How this skill works

The suite provides reusable patterns and templates: Chain-of-Thought templates for stepwise reasoning, few-shot builders with dynamic example selection, and integrations for prompt versioning via Langfuse-style labels. It also supports automatic prompt optimization using DSPy-style optimizers (MIPROv2, BootstrapFewShot, GEPA) to search for high-performing prompt variants.

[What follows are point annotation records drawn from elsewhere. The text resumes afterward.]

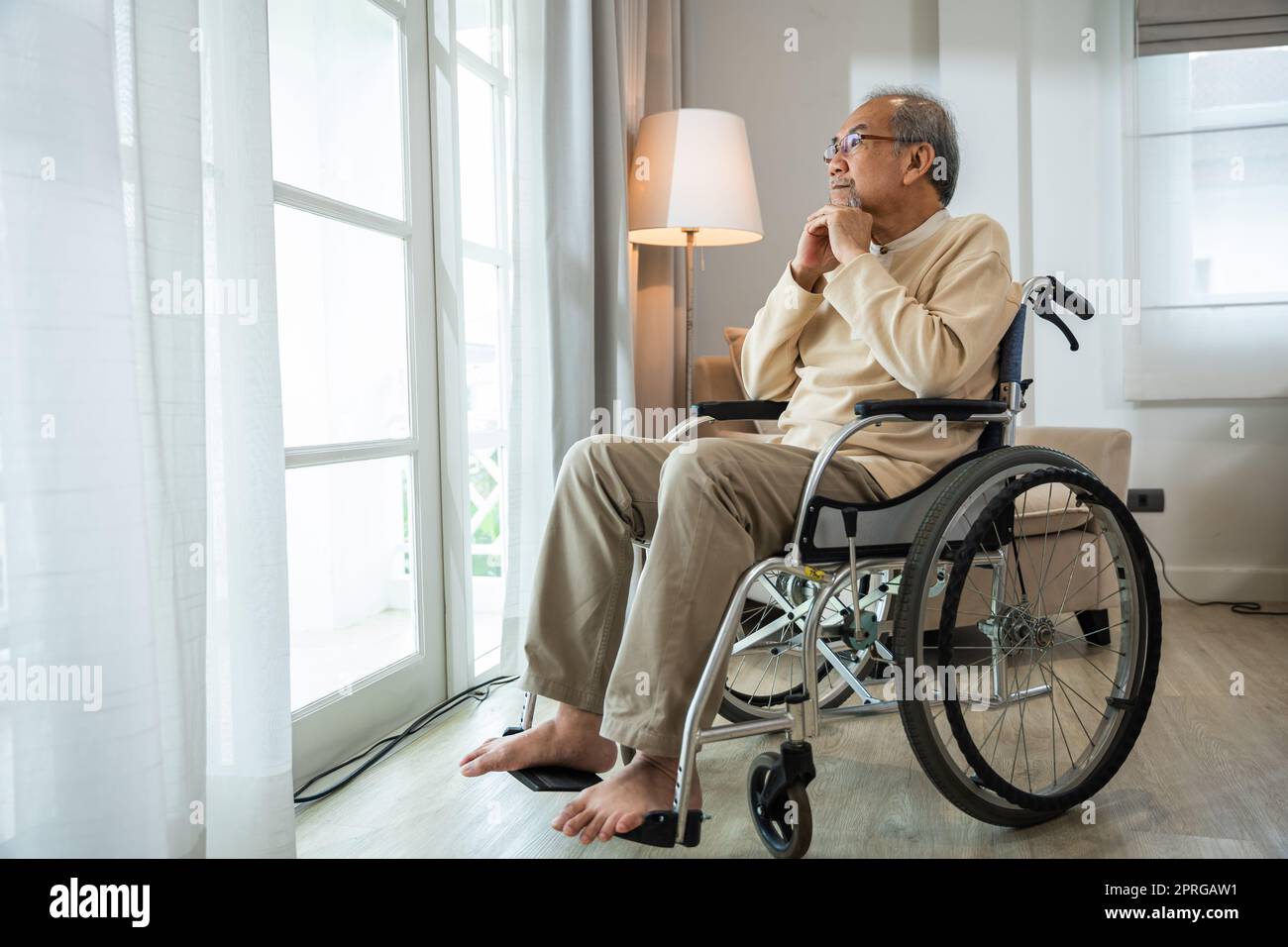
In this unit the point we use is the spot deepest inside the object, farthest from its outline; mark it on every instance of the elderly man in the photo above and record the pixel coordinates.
(888, 296)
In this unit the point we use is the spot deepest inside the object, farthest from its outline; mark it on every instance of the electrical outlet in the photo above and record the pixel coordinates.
(1145, 500)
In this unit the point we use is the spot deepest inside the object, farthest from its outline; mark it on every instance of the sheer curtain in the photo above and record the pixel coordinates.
(585, 69)
(143, 578)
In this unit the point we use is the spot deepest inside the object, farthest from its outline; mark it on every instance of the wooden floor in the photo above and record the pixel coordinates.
(1207, 779)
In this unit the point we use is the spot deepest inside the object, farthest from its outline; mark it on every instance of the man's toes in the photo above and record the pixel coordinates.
(629, 822)
(578, 822)
(593, 827)
(489, 761)
(575, 806)
(608, 828)
(477, 751)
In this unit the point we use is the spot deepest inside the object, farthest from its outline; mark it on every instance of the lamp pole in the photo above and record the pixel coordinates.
(690, 236)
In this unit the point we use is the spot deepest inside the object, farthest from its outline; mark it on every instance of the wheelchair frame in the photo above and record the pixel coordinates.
(804, 715)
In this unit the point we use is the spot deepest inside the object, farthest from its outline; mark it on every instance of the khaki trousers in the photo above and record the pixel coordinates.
(711, 508)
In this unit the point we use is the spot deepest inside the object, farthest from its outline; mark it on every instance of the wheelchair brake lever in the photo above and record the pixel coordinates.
(1044, 312)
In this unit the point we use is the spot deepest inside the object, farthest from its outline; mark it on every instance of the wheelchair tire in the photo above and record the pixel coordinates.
(974, 787)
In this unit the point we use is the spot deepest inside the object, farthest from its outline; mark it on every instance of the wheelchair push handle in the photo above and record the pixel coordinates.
(1056, 294)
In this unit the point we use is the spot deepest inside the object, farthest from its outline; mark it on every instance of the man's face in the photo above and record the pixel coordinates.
(872, 171)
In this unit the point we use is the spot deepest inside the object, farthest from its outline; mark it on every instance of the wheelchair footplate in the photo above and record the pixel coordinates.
(658, 828)
(552, 779)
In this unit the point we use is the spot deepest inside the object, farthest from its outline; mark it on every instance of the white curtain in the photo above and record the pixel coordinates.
(142, 530)
(583, 73)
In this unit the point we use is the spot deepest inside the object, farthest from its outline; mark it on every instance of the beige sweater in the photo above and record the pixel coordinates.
(925, 322)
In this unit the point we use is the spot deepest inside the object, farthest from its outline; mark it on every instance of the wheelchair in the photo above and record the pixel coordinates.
(1008, 608)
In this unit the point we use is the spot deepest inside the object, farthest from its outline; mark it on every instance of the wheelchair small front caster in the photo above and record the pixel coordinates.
(778, 801)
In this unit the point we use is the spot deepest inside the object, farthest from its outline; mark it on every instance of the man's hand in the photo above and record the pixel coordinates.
(814, 256)
(846, 230)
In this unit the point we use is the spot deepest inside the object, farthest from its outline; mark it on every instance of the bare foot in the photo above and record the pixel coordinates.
(619, 802)
(568, 740)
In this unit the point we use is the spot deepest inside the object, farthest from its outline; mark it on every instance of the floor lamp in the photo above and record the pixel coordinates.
(692, 184)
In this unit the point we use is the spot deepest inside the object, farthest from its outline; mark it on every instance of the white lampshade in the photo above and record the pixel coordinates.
(697, 175)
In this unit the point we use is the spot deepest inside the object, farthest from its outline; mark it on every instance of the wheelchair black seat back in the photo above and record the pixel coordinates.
(1008, 609)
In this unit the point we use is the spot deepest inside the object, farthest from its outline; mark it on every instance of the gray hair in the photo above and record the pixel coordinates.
(925, 118)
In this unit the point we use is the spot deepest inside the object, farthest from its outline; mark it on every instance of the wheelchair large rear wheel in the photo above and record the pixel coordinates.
(1013, 712)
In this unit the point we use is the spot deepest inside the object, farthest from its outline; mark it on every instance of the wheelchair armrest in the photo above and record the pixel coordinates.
(741, 410)
(928, 408)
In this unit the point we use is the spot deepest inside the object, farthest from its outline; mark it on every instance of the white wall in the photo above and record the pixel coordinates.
(1043, 153)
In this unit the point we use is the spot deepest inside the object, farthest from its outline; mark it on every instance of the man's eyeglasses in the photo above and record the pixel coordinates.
(850, 142)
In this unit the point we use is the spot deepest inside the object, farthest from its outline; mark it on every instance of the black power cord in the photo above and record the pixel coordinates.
(1236, 607)
(480, 692)
(484, 689)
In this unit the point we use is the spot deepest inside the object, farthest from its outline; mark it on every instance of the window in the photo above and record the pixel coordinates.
(1212, 171)
(477, 51)
(349, 89)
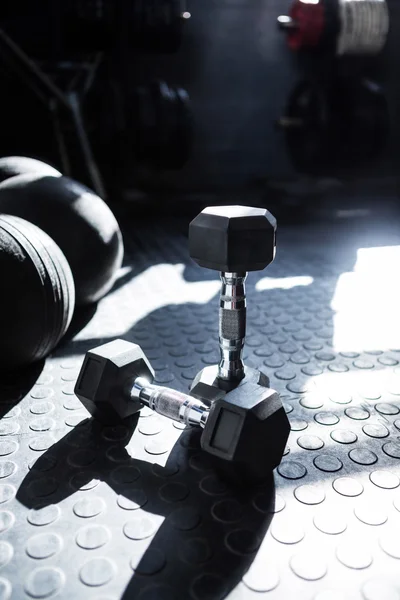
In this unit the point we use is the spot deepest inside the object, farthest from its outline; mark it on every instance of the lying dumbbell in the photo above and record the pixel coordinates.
(115, 382)
(58, 242)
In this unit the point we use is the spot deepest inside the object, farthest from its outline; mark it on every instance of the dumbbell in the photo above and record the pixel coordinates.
(335, 124)
(116, 381)
(350, 27)
(38, 295)
(235, 240)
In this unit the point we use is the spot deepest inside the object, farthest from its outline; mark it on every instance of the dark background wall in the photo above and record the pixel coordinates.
(239, 72)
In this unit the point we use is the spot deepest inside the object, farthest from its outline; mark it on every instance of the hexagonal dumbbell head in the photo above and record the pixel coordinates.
(248, 430)
(233, 239)
(106, 377)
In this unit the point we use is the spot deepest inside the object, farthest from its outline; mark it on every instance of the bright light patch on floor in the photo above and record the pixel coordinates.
(155, 288)
(282, 283)
(367, 302)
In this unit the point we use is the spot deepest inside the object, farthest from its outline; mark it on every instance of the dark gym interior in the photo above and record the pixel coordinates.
(199, 300)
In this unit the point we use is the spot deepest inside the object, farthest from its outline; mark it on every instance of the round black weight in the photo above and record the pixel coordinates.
(78, 221)
(11, 166)
(37, 296)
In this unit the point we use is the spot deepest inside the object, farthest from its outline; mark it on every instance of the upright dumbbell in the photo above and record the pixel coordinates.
(232, 240)
(352, 27)
(116, 381)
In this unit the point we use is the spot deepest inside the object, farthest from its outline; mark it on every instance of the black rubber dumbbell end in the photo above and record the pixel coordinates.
(233, 239)
(106, 378)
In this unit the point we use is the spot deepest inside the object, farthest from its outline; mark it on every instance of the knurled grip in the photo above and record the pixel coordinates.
(232, 323)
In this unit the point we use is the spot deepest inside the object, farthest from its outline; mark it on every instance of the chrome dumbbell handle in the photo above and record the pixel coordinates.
(170, 403)
(232, 326)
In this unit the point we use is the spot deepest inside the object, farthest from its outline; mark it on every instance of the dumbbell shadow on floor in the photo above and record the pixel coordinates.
(209, 527)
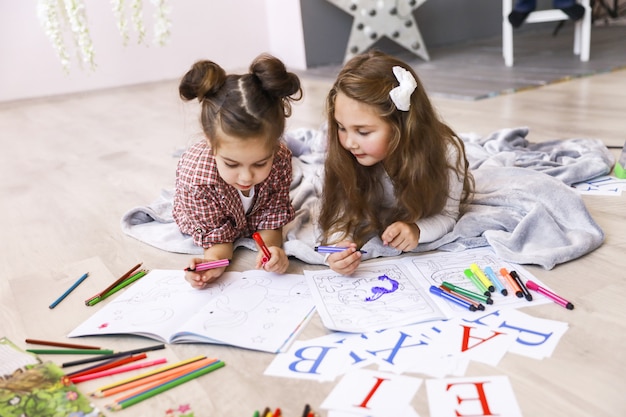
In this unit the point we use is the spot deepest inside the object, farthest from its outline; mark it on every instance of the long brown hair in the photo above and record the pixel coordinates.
(246, 105)
(416, 161)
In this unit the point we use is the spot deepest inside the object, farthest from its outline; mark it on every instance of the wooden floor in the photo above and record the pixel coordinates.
(71, 166)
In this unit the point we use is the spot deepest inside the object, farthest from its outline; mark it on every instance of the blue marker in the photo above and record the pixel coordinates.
(446, 295)
(493, 277)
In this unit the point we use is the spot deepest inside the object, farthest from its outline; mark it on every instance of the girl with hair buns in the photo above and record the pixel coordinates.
(393, 168)
(236, 182)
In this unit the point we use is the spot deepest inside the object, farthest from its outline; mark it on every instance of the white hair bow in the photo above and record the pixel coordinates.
(401, 95)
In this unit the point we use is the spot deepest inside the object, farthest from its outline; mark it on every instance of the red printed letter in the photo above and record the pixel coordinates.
(371, 393)
(466, 338)
(482, 398)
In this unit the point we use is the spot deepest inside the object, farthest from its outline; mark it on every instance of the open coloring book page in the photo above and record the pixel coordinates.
(378, 295)
(253, 309)
(392, 293)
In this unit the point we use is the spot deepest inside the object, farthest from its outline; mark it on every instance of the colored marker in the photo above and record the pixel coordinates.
(516, 288)
(471, 294)
(544, 291)
(209, 265)
(481, 287)
(492, 276)
(259, 241)
(482, 277)
(332, 249)
(447, 296)
(519, 281)
(476, 304)
(69, 290)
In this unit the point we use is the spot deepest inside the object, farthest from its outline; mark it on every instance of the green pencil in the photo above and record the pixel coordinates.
(468, 293)
(115, 289)
(165, 386)
(70, 351)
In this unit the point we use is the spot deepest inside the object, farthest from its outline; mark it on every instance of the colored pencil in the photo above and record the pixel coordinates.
(114, 355)
(210, 265)
(113, 363)
(69, 290)
(115, 283)
(95, 300)
(100, 390)
(59, 344)
(70, 351)
(156, 380)
(119, 370)
(166, 386)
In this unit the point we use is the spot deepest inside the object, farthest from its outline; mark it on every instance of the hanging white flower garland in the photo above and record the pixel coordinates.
(56, 15)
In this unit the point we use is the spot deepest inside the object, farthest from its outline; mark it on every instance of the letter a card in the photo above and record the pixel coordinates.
(472, 396)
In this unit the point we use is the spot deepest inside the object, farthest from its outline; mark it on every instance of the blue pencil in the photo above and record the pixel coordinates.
(69, 290)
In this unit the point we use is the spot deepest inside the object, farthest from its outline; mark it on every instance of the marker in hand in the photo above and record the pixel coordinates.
(332, 249)
(259, 241)
(209, 265)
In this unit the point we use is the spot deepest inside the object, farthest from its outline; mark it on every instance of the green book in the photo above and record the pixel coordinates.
(30, 387)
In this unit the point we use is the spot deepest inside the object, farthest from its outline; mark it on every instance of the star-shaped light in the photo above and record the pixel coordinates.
(374, 19)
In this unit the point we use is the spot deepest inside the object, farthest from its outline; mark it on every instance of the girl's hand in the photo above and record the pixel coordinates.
(278, 263)
(347, 261)
(201, 279)
(401, 236)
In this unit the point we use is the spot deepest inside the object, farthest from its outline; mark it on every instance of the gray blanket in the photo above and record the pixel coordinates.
(524, 207)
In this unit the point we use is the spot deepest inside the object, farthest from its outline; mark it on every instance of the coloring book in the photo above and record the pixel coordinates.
(254, 309)
(395, 292)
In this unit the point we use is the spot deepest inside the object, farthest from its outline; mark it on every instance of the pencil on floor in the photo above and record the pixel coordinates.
(69, 290)
(70, 351)
(115, 283)
(165, 386)
(114, 355)
(113, 363)
(156, 380)
(59, 344)
(100, 392)
(95, 300)
(118, 370)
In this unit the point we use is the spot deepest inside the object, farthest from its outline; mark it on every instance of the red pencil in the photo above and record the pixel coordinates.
(259, 241)
(103, 367)
(115, 371)
(60, 344)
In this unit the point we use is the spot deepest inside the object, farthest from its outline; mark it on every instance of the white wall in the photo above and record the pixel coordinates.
(230, 33)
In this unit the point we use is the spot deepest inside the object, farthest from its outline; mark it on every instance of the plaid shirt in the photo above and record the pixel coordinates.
(211, 211)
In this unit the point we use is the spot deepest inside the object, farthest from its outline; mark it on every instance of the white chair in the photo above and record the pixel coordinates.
(582, 33)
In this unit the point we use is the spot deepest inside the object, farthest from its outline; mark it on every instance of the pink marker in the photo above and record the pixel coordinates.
(209, 265)
(259, 241)
(559, 300)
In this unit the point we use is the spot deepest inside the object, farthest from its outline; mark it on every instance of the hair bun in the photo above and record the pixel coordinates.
(203, 80)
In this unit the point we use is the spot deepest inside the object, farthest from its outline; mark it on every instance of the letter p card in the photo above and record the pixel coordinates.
(476, 397)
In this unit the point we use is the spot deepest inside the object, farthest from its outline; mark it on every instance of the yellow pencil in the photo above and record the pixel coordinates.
(99, 391)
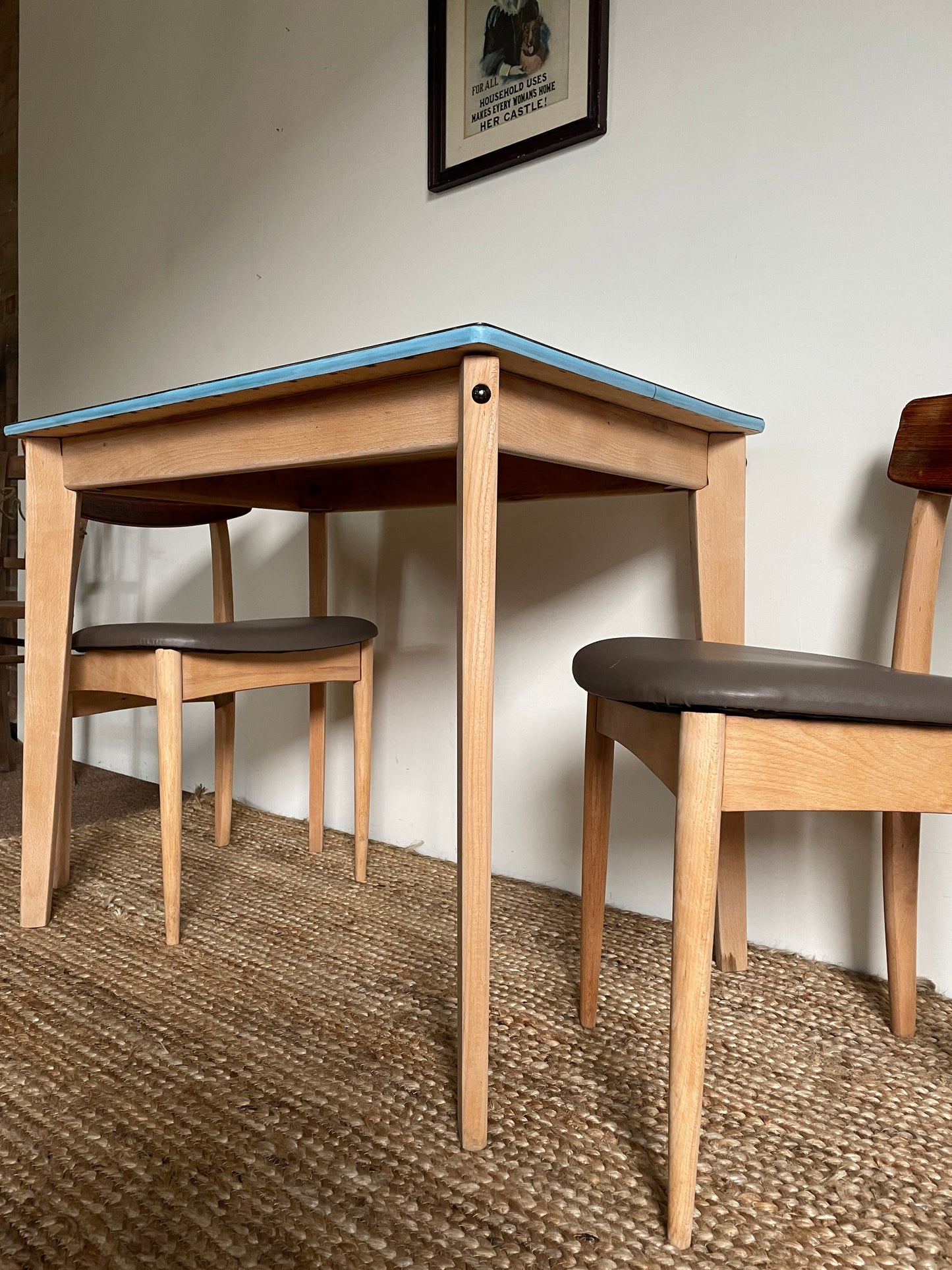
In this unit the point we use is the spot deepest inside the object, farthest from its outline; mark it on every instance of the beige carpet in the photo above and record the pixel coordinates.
(278, 1091)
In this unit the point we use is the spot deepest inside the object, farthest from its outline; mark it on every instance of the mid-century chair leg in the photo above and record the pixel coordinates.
(168, 690)
(224, 766)
(696, 844)
(900, 893)
(316, 747)
(363, 707)
(64, 826)
(597, 811)
(731, 915)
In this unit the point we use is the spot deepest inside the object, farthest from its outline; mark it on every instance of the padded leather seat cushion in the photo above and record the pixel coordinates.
(733, 678)
(264, 635)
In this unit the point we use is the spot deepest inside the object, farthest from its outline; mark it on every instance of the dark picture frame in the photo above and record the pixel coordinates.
(593, 123)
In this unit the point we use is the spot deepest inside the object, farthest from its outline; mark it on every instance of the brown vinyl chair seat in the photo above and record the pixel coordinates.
(733, 678)
(262, 635)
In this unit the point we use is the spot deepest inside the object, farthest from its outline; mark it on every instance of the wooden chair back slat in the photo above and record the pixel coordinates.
(922, 452)
(922, 457)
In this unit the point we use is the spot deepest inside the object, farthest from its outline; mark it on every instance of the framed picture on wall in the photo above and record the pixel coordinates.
(511, 80)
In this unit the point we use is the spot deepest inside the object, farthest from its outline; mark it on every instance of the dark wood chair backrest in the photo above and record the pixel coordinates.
(922, 452)
(922, 457)
(153, 513)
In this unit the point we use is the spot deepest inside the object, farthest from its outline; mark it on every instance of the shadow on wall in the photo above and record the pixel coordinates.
(786, 849)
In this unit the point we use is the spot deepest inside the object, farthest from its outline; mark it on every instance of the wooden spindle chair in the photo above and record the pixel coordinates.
(730, 728)
(127, 664)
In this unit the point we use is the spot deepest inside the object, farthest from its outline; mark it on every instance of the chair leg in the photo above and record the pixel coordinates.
(697, 832)
(731, 915)
(316, 746)
(597, 811)
(224, 766)
(900, 893)
(168, 687)
(363, 710)
(64, 826)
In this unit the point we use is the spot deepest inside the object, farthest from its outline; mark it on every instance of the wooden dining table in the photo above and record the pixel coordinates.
(470, 417)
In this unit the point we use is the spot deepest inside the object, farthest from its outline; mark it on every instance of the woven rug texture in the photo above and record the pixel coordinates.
(278, 1091)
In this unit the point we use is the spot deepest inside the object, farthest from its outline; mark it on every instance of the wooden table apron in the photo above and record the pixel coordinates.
(385, 445)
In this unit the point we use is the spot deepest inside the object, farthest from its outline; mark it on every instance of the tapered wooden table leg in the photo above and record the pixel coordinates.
(318, 701)
(52, 525)
(900, 893)
(476, 553)
(717, 520)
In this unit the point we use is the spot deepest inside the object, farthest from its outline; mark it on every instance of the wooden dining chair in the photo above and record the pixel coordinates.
(128, 664)
(729, 728)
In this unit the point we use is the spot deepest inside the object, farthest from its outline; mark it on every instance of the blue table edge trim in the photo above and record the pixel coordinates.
(480, 334)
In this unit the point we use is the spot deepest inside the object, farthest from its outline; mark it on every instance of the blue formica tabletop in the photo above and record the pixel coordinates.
(438, 349)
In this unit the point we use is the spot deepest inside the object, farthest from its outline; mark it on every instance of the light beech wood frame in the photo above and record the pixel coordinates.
(721, 766)
(108, 679)
(380, 437)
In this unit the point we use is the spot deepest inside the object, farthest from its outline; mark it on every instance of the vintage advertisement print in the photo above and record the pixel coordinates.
(517, 61)
(511, 80)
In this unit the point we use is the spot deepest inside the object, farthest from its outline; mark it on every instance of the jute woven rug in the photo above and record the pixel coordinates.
(278, 1091)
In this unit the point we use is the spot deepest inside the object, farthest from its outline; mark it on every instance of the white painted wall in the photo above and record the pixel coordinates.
(210, 188)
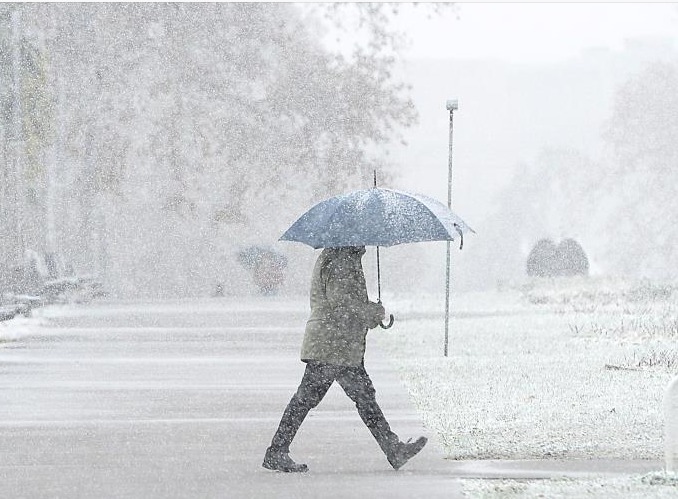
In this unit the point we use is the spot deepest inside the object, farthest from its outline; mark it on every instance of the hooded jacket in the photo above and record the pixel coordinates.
(341, 312)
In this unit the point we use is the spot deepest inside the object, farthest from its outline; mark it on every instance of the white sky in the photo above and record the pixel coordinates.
(541, 31)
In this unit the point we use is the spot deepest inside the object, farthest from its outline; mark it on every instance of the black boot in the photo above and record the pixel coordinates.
(278, 460)
(402, 452)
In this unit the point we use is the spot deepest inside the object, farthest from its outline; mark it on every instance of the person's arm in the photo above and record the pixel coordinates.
(348, 299)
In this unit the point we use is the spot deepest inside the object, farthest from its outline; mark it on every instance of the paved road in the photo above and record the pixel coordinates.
(180, 400)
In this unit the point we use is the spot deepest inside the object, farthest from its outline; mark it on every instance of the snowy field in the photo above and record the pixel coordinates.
(570, 369)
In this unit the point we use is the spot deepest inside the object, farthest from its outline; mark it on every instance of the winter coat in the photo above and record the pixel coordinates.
(341, 313)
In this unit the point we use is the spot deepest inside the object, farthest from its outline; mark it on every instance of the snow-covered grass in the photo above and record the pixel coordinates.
(657, 485)
(572, 368)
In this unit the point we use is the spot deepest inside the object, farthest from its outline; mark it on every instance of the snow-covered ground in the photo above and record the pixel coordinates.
(573, 369)
(567, 369)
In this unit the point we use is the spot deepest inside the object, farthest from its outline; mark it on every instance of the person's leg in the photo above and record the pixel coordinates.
(358, 386)
(314, 385)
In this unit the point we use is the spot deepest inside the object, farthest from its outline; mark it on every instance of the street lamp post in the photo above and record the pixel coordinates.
(452, 105)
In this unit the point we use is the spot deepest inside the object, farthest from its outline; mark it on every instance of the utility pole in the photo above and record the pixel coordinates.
(17, 138)
(452, 105)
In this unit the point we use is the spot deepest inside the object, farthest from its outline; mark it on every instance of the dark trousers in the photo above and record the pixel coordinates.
(317, 380)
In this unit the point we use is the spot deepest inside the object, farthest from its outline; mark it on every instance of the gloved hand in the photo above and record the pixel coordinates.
(376, 315)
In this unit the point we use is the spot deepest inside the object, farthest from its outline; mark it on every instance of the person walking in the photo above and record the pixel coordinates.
(333, 350)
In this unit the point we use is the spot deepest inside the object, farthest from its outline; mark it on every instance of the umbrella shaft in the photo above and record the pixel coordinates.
(378, 277)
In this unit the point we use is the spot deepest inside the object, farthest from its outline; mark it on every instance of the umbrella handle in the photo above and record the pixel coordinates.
(390, 322)
(461, 235)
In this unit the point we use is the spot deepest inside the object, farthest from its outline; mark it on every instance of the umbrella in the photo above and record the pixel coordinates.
(376, 217)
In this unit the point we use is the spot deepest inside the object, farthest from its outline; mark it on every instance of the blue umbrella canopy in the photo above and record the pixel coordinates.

Telemetry and A/B testing hooks enable comparisons and rollbacks in production.

When to use it

  • Designing prompts for new LLM-driven features that require reliability and traceability
  • Improving accuracy on complex reasoning, math, or logic tasks using Chain-of-Thought
  • Formatting or style-sensitive tasks where few-shot examples guide output
  • Managing prompt lifecycle in production with versioning and A/B testing
  • Automating prompt tuning when manual iteration is slow or costly

Best practices

  • Use 3–5 diverse few-shot examples, ordering most similar examples last to leverage recency bias
  • Apply Chain-of-Thought templates for multi-step reasoning and verify answers before finalizing
  • Version every production prompt and label environments (production/staging/canary)
  • Run A/B tests with 50+ samples and capture trace metadata for reliable comparisons
  • Prefer automatic optimizers (MIPROv2 or BootstrapFewShot) to explore prompt space before manual tweaks

Example use cases

  • Customer support: craft versioned prompts for issue summarization and triage with A/B testing
  • Education: use CoT to generate step-by-step solutions and self-consistency voting for accuracy
  • Data extraction: structured prompts that output JSON/schema-validated responses
  • Agent orchestration: couple ReAct-style prompts with tools for multi-step API workflows
  • Prompt tuning: run DSPy optimizers to select best few-shot examples and hyperparameters

FAQ

When should I prefer few-shot over zero-shot?

Use few-shot when task requires formatting, style alignment, or examples improve accuracy; use zero-shot for simple, well-defined tasks.

How many examples should I include for few-shot?

Include 3–5 diverse, representative examples and order them so the most similar examples appear last.